Daisy Schurer helped diagnose dancer injuries at the Pittsburgh Ballet Theater. Caroline Curry led patients through their exercises at Precision Physical Therapy and Performance. And everyone Alex Dietrich met was shocked to learn he wasn’t a college intern at Physical Rehab Services.
Sure, they’re still in high school.
They just happen to be prepared for what comes next in college and their careers after three years of attending A.W. Beattie for Sports Medicine.
“The things I learned and experienced here at Beattie transferred well into the real word rehab setting, especially because of knowledge I gained from a physical therapist in class and got hands-on learning experience in our gym with classmates,” Caroline said.
Daisy, Caroline and Alex qualified for clinical work experiences, which spanned six weeks, in place of class time for two to three days per week.
If anyone is injured on North Hills’ baseball team, everyone looks to Alex for answers.
“It’s funny,” Alex said. “They always yell ‘Dr. Dietrich, go get him,’ and everyone gets a good laugh.”
Alex, a North Hills senior who will attend Waynesburg University, partially dislocated his kneecap several years ago, and there was a silver lining.
He gained an interest in physical therapy.
Working alongside physical therapist Bill Butch, his responsibilities expanded during his clinical experience.

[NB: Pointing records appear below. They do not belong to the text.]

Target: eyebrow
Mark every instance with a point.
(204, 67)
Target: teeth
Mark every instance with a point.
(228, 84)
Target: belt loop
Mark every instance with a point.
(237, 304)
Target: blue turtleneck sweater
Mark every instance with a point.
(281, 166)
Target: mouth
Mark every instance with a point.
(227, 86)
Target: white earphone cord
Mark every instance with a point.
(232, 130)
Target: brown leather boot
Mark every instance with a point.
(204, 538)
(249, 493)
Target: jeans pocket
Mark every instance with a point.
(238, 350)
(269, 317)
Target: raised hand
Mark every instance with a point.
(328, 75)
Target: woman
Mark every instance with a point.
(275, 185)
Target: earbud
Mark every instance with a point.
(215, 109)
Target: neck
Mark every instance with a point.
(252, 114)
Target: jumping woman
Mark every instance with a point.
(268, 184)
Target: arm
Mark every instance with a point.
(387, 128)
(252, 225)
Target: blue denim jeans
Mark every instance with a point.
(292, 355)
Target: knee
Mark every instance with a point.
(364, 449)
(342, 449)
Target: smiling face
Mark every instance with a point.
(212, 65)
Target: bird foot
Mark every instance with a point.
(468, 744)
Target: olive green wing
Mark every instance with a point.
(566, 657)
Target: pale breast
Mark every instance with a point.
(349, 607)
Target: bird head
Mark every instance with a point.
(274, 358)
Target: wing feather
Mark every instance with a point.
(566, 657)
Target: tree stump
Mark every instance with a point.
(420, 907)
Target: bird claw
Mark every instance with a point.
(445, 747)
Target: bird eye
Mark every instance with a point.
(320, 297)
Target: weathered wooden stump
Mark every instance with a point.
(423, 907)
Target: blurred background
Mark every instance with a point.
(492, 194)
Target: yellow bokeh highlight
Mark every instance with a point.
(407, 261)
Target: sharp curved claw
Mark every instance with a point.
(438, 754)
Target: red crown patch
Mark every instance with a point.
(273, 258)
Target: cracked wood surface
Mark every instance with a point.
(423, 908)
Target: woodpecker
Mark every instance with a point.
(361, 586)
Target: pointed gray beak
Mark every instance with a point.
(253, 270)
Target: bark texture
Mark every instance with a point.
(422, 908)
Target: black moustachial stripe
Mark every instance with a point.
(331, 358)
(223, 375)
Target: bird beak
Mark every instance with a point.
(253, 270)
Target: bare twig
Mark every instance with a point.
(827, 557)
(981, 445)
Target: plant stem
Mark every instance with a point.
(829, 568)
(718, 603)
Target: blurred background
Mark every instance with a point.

“I did a lot like making hot packs, ice packs, setting up equipment, assisting in on evaluations, filling out charts, and it was all interesting in its own way, especially to see how you can really help somebody and get them back to everyday life functions,” Alex said. “I definitely saw a lot of positive progression and how everyone heals differently.”
“A lot of people were surprised about where I went to school,” he added. “They weren’t expecting that I am a Beattie student, and they were surprised with how much I already knew and could do. A lot of people don’t realize how much is offered there and how great of a learning experience it is. If you kind of know what you want to do, you’ll get a lot out of it and you won’t regret going there.
Caroline, a Pine-Richland senior, plans to attend Slippery Rock to study Exercise Science on a pre-Physical Therapy Track.
Precision Physical Therapy and Performance gave her an authentic opportunity to do everything from interacting with patients on the phone and assisting them in their rehab regimen to sanitizing treatment areas and doing laundry, all part of the daily tasks in a physical therapist’s office.
“During my clinical, one thing that was different was the fact that I was working with patients that I didn’t know opposed to working with peers my age in class,” Caroline said. “This really gave me the experience to see what it will be like one day in the real world when I will be working in the rehab setting by myself.”
Daisy Schurer is a dancer, so the Pittsburgh Ballet Theater was the perfect fit for her.
Surrounded by professional performers, she often was one of the first to observe an injury.
“I really liked seeing all the injuries,” Daisy said. “There was one dancer who sprained her ankle, and you could see all the swelling, the purple, black and blue and it was interesting to see the process for her recovery.”
Dancers with injuries or soreness, Daisy said, were receptive to her.
“Everyone was really open and nice, and they were happy to have me be a part of the process,” Daisy said. “Of course, it takes practice to diagnose and treat, but it’s a lot easier if they give you detailed information. One dancer felt pain in their back, so I had them describe it to me. I understood a lot of the injuries, so I knew it was either a sprain in the gluteal or lower back muscle or a possible lumbar issue.”